Design: Single-center retrospective cohort study. Patients. A total of 200 PCOS patients who received a fixed regimen of gonadotropin-releasing hormone (GnRH) antagonist were enrolled in this study. The cohort comprised 118 patients exhibiting HOR and 82 patients demonstrating a normal ovarian response (NOR).
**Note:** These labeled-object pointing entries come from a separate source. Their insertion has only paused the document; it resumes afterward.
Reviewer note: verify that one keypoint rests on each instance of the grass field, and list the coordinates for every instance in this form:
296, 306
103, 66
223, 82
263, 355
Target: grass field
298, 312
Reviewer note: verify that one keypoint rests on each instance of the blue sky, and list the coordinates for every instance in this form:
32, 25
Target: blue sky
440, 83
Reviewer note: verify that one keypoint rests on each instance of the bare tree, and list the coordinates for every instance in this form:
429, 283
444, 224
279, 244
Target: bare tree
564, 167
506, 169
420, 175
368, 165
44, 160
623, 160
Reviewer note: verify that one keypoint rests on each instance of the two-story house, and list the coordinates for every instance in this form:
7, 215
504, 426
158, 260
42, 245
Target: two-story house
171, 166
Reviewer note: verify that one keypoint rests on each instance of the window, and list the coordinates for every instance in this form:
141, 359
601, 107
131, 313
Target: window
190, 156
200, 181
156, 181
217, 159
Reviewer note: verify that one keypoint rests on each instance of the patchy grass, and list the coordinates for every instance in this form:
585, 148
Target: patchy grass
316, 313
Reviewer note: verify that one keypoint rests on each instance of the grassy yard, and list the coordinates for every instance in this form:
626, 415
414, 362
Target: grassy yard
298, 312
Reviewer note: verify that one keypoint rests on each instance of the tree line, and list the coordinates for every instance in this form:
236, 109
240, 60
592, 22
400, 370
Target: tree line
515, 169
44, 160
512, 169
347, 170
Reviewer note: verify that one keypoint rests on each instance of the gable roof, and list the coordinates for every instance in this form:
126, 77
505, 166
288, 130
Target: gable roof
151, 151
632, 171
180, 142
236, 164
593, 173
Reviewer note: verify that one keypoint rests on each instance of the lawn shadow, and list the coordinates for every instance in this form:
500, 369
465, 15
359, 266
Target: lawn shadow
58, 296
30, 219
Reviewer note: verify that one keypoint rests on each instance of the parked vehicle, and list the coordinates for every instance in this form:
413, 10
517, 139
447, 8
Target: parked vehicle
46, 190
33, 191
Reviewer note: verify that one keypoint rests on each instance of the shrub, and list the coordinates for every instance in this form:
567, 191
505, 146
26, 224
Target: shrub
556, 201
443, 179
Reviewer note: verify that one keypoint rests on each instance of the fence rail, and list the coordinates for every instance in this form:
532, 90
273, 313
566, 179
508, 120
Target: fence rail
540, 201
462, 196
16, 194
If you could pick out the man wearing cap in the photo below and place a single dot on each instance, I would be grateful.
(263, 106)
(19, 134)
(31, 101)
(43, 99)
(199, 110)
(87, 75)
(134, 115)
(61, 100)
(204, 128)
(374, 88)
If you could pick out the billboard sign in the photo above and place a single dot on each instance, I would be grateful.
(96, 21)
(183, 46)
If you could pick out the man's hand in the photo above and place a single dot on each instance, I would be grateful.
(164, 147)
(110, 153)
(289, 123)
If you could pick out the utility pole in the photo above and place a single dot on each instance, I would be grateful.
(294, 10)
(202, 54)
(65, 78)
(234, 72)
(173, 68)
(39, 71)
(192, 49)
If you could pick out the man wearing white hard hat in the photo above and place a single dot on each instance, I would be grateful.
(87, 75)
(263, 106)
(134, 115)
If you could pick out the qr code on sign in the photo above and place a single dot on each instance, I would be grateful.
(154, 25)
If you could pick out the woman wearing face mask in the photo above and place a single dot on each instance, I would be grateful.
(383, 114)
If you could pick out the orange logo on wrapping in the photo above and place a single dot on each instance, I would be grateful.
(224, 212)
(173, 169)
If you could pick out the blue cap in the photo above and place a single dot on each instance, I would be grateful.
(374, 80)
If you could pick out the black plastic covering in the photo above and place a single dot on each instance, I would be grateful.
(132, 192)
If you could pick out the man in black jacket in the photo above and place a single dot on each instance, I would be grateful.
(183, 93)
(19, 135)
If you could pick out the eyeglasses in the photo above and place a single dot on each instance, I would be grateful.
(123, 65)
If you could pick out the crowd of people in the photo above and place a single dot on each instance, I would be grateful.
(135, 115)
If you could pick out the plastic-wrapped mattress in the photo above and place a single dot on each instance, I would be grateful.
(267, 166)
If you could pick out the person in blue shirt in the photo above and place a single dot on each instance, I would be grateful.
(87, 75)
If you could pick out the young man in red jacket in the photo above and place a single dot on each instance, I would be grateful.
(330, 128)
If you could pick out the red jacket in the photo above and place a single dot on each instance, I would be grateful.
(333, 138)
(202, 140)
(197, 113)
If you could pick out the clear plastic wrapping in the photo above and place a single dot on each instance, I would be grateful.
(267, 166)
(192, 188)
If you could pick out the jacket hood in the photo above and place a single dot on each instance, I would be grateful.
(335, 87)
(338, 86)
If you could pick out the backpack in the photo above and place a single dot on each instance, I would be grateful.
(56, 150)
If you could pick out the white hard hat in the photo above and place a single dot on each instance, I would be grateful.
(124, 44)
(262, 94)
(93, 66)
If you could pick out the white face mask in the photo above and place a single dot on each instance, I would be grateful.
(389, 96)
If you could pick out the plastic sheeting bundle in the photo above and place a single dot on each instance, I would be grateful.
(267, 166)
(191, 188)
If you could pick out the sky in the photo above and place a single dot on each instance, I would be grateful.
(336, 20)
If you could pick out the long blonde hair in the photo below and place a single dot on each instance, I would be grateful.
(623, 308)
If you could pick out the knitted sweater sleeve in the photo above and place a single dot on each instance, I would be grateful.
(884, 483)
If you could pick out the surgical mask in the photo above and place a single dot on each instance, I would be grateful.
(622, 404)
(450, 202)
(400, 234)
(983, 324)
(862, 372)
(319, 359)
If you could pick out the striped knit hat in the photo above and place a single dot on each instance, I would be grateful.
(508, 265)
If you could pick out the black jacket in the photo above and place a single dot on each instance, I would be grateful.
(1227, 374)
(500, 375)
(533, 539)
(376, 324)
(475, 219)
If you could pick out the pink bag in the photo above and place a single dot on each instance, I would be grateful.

Results: The age and body mass index (BMI) variances across the two groups did not differ significantly. Similarly, the two groups observed no statistically significant differences in the baseline levels of luteinizing hormone (LH), progesterone (P), estradiol (E₂), basal prolactin (PRL), and testosterone (T). Compared to the NOR group, HOR patients exhibit markedly elevated levels of anti-Müllerian hormone (AMH), antral follicle count (AFC), basal follicle-stimulating hormone (FSH), and HOMA-IR (all p  <  0.05). Conversely, no statistically significant differences were observed between the two groups with respect to COS parameters, encompassing initial gonadotropin (Gn) dose, stimulation duration, and total Gn dose. During COS, the number of oocytes with diameter ≥14 mm, the levels of E₂ on the HCG day, and the number of retrieved oocytes were significantly higher in the HOR group than in the NOR group (all p < 0.001). Additionally, the levels of CCL25/CCR9, matrix metalloproteinases (MMPs), tissue inhibitor of metalloproteinases (TIMPs), TNF-α, and IL-6 were significantly higher in the FF of the HOR group than in the NOR group (all p < 0. 001), while the variance in IL-1β levels between the two cohorts did not reach statistical significance. The relevance analysis results indicated that the levels of CCL25/CCR9 in the FF of the HOR group are positively correlated with the number of retrieved oocytes and oocytes with diameters ≥14 mm during COS, AMH levels, and AFC. Concurrently, the CCL25 levels in the FF of the HOR group were positively correlated with HOMA-IR. Multivariable linear regression analysis revealed that the elevated AFC and HOMA-IR independently increase the CCL25 levels.

Conclusion: The CCL25/CCR9 levels in FF are positively correlated with the clinical indicators of HOR, suggesting that CCL25/CCR9 may play a role in the pathogenesis of HOR in patients with PCOS.